A seed treatment provides the added benefits of targeting the fungus and the nematode simultaneously, soon after planting, and complementing resistant varieties,” explains Bond.

Because SDS and SCN are both highly damaging, widespread and correlated, Syngenta advises growers to plant soybean varieties with genetic resistance to both of these pests.

In addition to providing SCN resistance, SDS-resistant NK Soybean varieties offer the industry’s best SDS ratings when compared to major competitors’ varieties, with an average 1.3-point advantage for relative maturities.

“In addition to yield, SDS and SCN resistance are key breeding targets for Syngenta,” says Scott Erickson, product marketing manager, soybean seed, at Syngenta.

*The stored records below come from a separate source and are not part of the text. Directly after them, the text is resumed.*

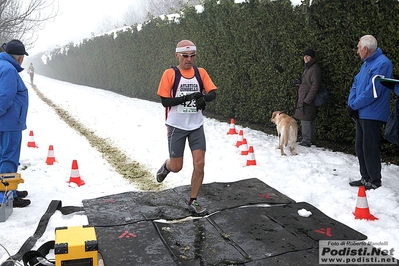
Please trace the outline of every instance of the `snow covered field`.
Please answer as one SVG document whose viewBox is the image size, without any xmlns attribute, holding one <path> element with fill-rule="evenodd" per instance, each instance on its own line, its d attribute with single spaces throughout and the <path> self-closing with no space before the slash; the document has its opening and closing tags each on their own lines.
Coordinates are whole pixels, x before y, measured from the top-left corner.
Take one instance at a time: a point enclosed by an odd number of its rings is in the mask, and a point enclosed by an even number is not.
<svg viewBox="0 0 399 266">
<path fill-rule="evenodd" d="M 11 255 L 35 232 L 51 200 L 61 200 L 63 206 L 82 206 L 83 199 L 139 190 L 142 187 L 139 183 L 124 179 L 101 152 L 62 121 L 53 108 L 40 100 L 29 84 L 28 75 L 23 78 L 29 88 L 30 106 L 28 129 L 23 132 L 19 171 L 25 183 L 19 185 L 19 190 L 28 190 L 28 198 L 32 203 L 26 208 L 14 208 L 7 221 L 0 223 L 0 244 Z M 34 83 L 45 97 L 67 111 L 92 135 L 147 167 L 152 173 L 148 189 L 190 184 L 192 165 L 188 147 L 183 170 L 168 175 L 163 184 L 154 182 L 156 171 L 168 156 L 164 108 L 160 103 L 128 98 L 40 75 L 35 76 Z M 244 131 L 248 145 L 254 148 L 257 165 L 245 166 L 247 157 L 235 147 L 237 135 L 226 134 L 228 123 L 206 118 L 204 128 L 207 138 L 205 183 L 258 178 L 298 202 L 306 201 L 314 205 L 331 218 L 367 235 L 373 242 L 388 241 L 389 247 L 395 248 L 394 256 L 399 258 L 397 165 L 384 164 L 382 187 L 367 191 L 370 212 L 379 220 L 356 220 L 353 212 L 358 188 L 348 185 L 349 181 L 359 179 L 355 156 L 321 147 L 297 145 L 298 156 L 291 156 L 287 151 L 287 156 L 282 157 L 276 149 L 276 136 L 236 125 L 237 130 Z M 34 132 L 38 148 L 27 147 L 30 131 Z M 54 147 L 54 165 L 45 163 L 49 145 Z M 81 187 L 71 187 L 66 182 L 70 178 L 73 160 L 77 160 L 81 179 L 86 183 Z M 201 195 L 198 200 L 201 202 Z M 70 215 L 56 212 L 34 249 L 54 239 L 55 227 L 83 224 L 88 224 L 88 221 L 82 212 Z M 0 247 L 0 262 L 7 258 L 6 251 Z"/>
</svg>

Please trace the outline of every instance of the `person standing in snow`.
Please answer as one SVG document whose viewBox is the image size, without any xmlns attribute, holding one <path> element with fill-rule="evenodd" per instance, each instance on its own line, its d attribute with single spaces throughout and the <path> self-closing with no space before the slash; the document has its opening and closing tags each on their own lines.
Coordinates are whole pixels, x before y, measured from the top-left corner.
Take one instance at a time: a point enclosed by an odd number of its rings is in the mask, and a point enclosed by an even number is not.
<svg viewBox="0 0 399 266">
<path fill-rule="evenodd" d="M 359 160 L 361 179 L 350 186 L 364 186 L 366 190 L 381 186 L 381 156 L 379 141 L 381 126 L 388 120 L 391 93 L 379 82 L 373 84 L 375 75 L 392 77 L 392 63 L 377 46 L 372 35 L 360 38 L 357 54 L 363 61 L 355 76 L 348 97 L 348 108 L 357 111 L 355 150 Z M 374 86 L 375 85 L 375 88 Z"/>
<path fill-rule="evenodd" d="M 28 89 L 19 72 L 24 56 L 28 55 L 19 40 L 3 44 L 0 53 L 0 173 L 16 173 L 21 153 L 22 130 L 26 129 Z M 26 207 L 30 200 L 23 199 L 27 191 L 13 191 L 13 206 Z M 4 193 L 0 192 L 0 202 Z"/>
<path fill-rule="evenodd" d="M 204 180 L 206 150 L 202 111 L 206 102 L 215 100 L 217 88 L 205 69 L 194 66 L 196 52 L 193 42 L 180 41 L 174 54 L 179 64 L 165 70 L 159 83 L 158 95 L 166 108 L 169 159 L 158 170 L 156 179 L 161 183 L 170 172 L 182 169 L 188 140 L 194 167 L 188 209 L 204 215 L 206 208 L 197 201 Z"/>
<path fill-rule="evenodd" d="M 317 64 L 316 53 L 312 49 L 303 52 L 305 71 L 298 84 L 298 101 L 294 117 L 301 121 L 302 141 L 299 145 L 310 147 L 316 142 L 315 119 L 318 107 L 314 100 L 321 86 L 321 69 Z"/>
<path fill-rule="evenodd" d="M 30 83 L 33 84 L 33 77 L 35 75 L 35 68 L 33 67 L 33 64 L 30 63 L 29 67 L 28 67 L 28 73 L 30 76 Z"/>
</svg>

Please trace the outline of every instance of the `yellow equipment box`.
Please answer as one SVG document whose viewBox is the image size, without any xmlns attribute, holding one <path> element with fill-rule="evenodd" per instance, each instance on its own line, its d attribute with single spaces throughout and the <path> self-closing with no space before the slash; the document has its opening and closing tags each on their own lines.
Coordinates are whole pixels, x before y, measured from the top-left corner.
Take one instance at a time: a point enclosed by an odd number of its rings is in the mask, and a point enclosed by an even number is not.
<svg viewBox="0 0 399 266">
<path fill-rule="evenodd" d="M 0 181 L 0 191 L 17 190 L 18 184 L 24 182 L 19 173 L 0 174 Z"/>
<path fill-rule="evenodd" d="M 56 266 L 98 266 L 98 244 L 93 226 L 55 229 Z"/>
</svg>

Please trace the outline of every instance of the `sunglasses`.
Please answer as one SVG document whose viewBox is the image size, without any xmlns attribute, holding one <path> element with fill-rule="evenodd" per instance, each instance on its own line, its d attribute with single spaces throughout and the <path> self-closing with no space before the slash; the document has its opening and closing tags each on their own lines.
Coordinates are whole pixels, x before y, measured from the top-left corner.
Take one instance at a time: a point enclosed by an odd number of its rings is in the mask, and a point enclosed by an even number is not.
<svg viewBox="0 0 399 266">
<path fill-rule="evenodd" d="M 177 53 L 178 55 L 180 55 L 180 56 L 183 56 L 184 58 L 191 58 L 191 57 L 195 57 L 196 56 L 196 54 L 181 54 L 181 53 Z"/>
</svg>

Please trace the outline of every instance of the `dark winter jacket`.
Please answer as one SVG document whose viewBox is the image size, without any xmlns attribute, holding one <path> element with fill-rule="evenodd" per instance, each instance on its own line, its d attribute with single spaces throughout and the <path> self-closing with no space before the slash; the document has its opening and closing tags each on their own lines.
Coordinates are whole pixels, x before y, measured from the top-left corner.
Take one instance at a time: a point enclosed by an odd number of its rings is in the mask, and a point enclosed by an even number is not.
<svg viewBox="0 0 399 266">
<path fill-rule="evenodd" d="M 359 73 L 355 76 L 348 97 L 348 105 L 353 110 L 359 110 L 360 119 L 386 122 L 390 113 L 391 91 L 373 77 L 382 75 L 392 77 L 392 63 L 378 48 L 370 57 L 364 60 Z"/>
<path fill-rule="evenodd" d="M 18 74 L 22 70 L 11 55 L 0 53 L 0 131 L 26 129 L 28 89 Z"/>
<path fill-rule="evenodd" d="M 303 121 L 313 121 L 316 118 L 318 107 L 314 104 L 314 99 L 321 86 L 321 69 L 312 58 L 305 65 L 302 75 L 302 82 L 298 88 L 298 102 L 294 117 Z"/>
</svg>

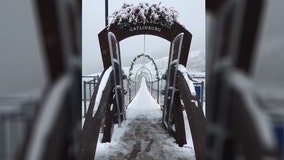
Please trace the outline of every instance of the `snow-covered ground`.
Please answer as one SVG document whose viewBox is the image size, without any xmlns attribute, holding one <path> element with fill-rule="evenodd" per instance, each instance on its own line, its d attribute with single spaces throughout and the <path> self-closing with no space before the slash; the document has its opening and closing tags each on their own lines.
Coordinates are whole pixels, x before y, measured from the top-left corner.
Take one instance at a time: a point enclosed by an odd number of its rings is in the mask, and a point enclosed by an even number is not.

“It’s how we’ve been able to deliver a premier selection of products with leading SDS tolerance like NK Soybean varieties S22-S1, S27-J7, S30-V6, S35-C3 and S39-C4 brands.”

To enhance those varieties and protect soybeans during the critical seedling growth stage, agronomists encourage growers to plant seed treated with Clariva Complete Beans seed treatment, a combination of separately registered products.

Through effective, season-long SCN protection, Clariva Complete Beans helps to reduce the impact of SCN and SCN-related diseases, such as SDS.